You are viewing a plain text version of this content. The canonical link for it is here.
Posted to users@nifi.apache.org by naga satish <cn...@gmail.com> on 2020/11/27 15:57:40 UTC

Extracting fields that are enveloped in quotes.

I have some pipe delimited files.

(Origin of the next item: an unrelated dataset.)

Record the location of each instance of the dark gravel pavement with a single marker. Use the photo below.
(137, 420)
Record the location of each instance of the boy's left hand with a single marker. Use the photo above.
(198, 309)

Each field is bounded by quotes like
this.

"Created_Date__c"|"CreatedById"|"CreatedDate"|"Guid_c"
"2020-03-02 00:00:00"|"0053i000002XCpAAG"|"2020-03-02
16:01:34"|"94bf83ccf9daf610VgnVCM100000307882a2RCRD"
"2020-03-03 00:00:00"|"0053i000002XCpAAG"|"2020-03-03
09:15:56"|"1a4bb238cdedd610VgnVCM100000307882a2RCRD"
"2020-03-03 00:00:00"|"0053i000002XCpAAG"|"2020-03-03
09:52:33"|"22408baca6fee610VgnVCM100000307882a2RCRD"

I need to cleanse this data and the needs to look like this.

Created_Date__c|CreatedById|CreatedDate|Guid_c
2020-03-02 00:00:00|0053i000002XCpAAG|2020-03-02
16:01:34|94bf83ccf9daf610VgnVCM100000307882a2RCRD
2020-03-03 00:00:00|0053i000002XCpAAG|2020-03-03
09:15:56|1a4bb238cdedd610VgnVCM100000307882a2RCRD
2020-03-03 00:00:00|0053i000002XCpAAG|2020-03-03
09:52:33|22408baca6fee610VgnVCM100000307882a2RCRD

I tried using ReplaceText with these configurations.
search value - ^"(.*)"$ and Replacement Value - $1. But these
configurations is not working and the file is routing to failure. not sure
what might be the issue. What can i do to solve this issue?

open to other suggestions as well. Thanks in advance.

Re: Extracting fields that are enveloped in quotes.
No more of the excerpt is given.